Left resurgence must happen in electoral form

From Lenin’s Tomb in Britain. This is an unusual position for a hard Left Marxist blog to take, as Marxists often see working within the system as pointless.

There have been various calls for left unity in response to the credit crunch and ensuing recession, in recognition of the grave threat to working class livelihoods. But little of this has really materialised outside of the stop the war movement. Given that we can’t depend on initiatives such as the Prisme or Visteon occupations generalising, there needs to be a mediating factor to agitate, galvanise and channel radicalisation, and this must take an electoral form. We need to learn from the best experience from the continent – from Germany, France and Greece for example – to understand how to do this.
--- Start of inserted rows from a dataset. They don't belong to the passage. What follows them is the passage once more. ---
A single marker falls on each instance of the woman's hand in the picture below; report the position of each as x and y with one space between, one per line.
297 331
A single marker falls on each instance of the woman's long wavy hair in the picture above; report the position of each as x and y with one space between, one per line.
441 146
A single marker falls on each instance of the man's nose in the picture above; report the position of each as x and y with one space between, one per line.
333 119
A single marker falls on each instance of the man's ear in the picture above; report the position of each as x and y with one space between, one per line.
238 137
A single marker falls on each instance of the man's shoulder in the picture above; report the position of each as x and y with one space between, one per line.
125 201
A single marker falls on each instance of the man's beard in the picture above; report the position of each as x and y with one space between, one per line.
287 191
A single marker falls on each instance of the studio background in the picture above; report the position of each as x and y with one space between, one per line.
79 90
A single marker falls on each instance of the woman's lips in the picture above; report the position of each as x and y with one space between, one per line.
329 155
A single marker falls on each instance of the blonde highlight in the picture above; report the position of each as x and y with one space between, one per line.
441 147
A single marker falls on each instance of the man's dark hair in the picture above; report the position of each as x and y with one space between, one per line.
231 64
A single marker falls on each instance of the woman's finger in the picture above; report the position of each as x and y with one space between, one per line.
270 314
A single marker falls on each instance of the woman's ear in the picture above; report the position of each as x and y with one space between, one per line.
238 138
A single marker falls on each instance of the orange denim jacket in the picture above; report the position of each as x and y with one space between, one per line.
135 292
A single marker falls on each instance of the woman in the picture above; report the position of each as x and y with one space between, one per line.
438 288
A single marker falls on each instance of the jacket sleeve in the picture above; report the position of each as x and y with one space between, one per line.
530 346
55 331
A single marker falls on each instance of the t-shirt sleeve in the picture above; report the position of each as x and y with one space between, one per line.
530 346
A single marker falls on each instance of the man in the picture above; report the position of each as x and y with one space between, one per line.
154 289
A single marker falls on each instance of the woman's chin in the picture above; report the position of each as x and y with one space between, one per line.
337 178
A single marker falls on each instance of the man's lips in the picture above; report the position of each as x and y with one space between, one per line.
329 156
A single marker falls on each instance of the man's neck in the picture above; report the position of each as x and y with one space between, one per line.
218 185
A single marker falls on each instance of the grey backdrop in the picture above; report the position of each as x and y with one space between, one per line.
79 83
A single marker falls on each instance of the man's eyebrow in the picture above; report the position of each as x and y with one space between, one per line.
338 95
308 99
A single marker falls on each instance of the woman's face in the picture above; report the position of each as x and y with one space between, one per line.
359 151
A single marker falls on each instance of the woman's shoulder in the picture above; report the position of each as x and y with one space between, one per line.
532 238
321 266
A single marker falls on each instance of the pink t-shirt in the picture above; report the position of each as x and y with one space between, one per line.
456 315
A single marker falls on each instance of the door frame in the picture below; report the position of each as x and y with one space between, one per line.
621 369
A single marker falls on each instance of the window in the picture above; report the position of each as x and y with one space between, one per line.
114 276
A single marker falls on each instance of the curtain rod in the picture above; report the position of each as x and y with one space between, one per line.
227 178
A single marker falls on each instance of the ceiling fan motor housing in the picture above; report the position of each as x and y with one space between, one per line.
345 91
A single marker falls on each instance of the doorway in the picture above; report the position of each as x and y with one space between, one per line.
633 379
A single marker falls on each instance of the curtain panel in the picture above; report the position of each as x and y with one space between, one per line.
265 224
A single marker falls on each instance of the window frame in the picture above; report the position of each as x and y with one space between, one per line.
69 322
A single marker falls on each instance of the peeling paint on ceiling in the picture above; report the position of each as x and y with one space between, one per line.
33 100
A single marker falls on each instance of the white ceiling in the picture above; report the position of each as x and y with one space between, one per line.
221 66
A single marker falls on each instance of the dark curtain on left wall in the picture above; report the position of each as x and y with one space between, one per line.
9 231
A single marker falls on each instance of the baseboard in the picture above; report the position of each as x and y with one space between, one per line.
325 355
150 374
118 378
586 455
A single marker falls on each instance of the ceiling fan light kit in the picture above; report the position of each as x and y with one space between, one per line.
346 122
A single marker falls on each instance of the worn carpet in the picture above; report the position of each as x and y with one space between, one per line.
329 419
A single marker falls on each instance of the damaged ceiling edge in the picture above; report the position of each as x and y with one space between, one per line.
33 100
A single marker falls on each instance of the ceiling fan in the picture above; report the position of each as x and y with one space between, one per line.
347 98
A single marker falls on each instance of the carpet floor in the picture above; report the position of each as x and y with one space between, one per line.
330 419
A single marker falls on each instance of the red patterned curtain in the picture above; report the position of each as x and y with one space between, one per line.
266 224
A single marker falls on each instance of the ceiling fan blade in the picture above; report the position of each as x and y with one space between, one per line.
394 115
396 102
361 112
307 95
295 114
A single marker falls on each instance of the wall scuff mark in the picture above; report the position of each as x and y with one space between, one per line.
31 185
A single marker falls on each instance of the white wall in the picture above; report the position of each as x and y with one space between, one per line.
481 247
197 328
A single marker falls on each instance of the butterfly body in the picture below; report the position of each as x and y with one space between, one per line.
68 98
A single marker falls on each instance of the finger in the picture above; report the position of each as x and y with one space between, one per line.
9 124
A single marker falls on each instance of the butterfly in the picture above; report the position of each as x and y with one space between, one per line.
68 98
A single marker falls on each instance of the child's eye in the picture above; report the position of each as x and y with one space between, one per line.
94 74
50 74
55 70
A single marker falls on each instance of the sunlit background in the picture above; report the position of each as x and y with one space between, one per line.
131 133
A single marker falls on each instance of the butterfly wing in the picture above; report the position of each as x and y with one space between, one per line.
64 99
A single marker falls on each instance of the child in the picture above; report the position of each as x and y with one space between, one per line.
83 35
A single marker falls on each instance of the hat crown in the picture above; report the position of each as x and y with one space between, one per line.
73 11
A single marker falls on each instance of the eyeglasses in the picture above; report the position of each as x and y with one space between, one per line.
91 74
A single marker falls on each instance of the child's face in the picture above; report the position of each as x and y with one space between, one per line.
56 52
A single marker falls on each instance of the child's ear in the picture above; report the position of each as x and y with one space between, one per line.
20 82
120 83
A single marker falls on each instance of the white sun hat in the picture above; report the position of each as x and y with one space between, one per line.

But it has to happen.

Like many other Left websites including this one, Lenin’s Tomb is searching for ways to resusitate the mostly comatose Left. Let’s keep working at it.

  • Search as much as you want — it’s the doing that matters. The No2EU initiative looks like it may roll on to the next UK poll and this would be the best initiative in yonks there. So there’s something to be cheered about. And for the moment that project is free of the grubby hands of Lenin’s group the SWP.

    In fact Lenin here is talking b.s. as he has consciously ignored the aggregation that’s happening under his nose.

    If the UK or anywhere wants to learn from “the best experience from the continent … to understand how to do this: then the answer is straightforward: political will.

    In each instance it took the decision of already existing party formations to switch into regroupment/unity mode. In France, the LCR; and in Germany the PDS and the WASG — with the WASG being the most interesting dynamic being more radical than the PDS and more consciously committed to regroupment politics.

    The SWP won’t be doing that in a hurry in the UK but the Socialist Party and others seem to be in motion (touch wood). But it would be a mistake to presume that the sectarian driven English far left is a benchmark for this issue. Unfortunately both the SP and the SWP run toy internationals where each local franchise follows suit and the political roots of the SWP still has sway over the outlook of the US ISO — although, but not reported here in Polizeros, I have monitored the ISO begin to move on this issue esp in its ongoing relationship with such figures as Peter Camejo and tendencies in the GP. The complication in the US is that your electoral system is so undemocratic it is hard to forge advancement by dint of electoral means alone esp while the Green Party still occupies a position on (or ‘in’) the Dem’s left flank

    • Hmm, whenever a leftie does something that doesn’t fit your dogma, you generally say something like “it’s the doing that matters.” As if no one else is doing anything. As if thought and planning isn’t important. As if loose coalitions can’t have people with differing views in them. As if UK lefties have no political will.

    • DJ

      I can’t say I’ve ever been to a truly democratic country, so I’ve never seen electoral success from any grassroots movement. I do agree with Dave that “it’s the doing that matters,” and there’s precious little “doing” in the U.S.– except, as Bob has noted more than once, on the Right (and to a lesser extent on the Religious Left).

      There’s much we can learn from grassroots movements in India, Thailand, Sri Lanka, Nepal, and other nations in which the “democratic” process is at least equally inaccessible as here. The most important thing is that presenting a preconceived solution is likely to fail. The brilliance of the original Sarvodaya campaign in 1958 was that it asked the poorest of the poor what they envisioned for themselves. The goal of that approach is to empower communities in forums that allow them to express and implement those solutions. In many countries (probably including this one), that means working outside the electoral system.

      That approach is no longer obscure; it’s been adopted by international development agencies and by corporate quality enhancement programs. It’s used by the United Nations and by HAACP analysts. And in all those varying arenas, it works. Yet even the founders of this country didn’t trust the people to govern themselves.

      If we believe that the People have the solution, then we must trust the People to come up with that solution. If we don’t believe the People have the solution, then whatever our political stripe we’re just dictators intent on imposing our will.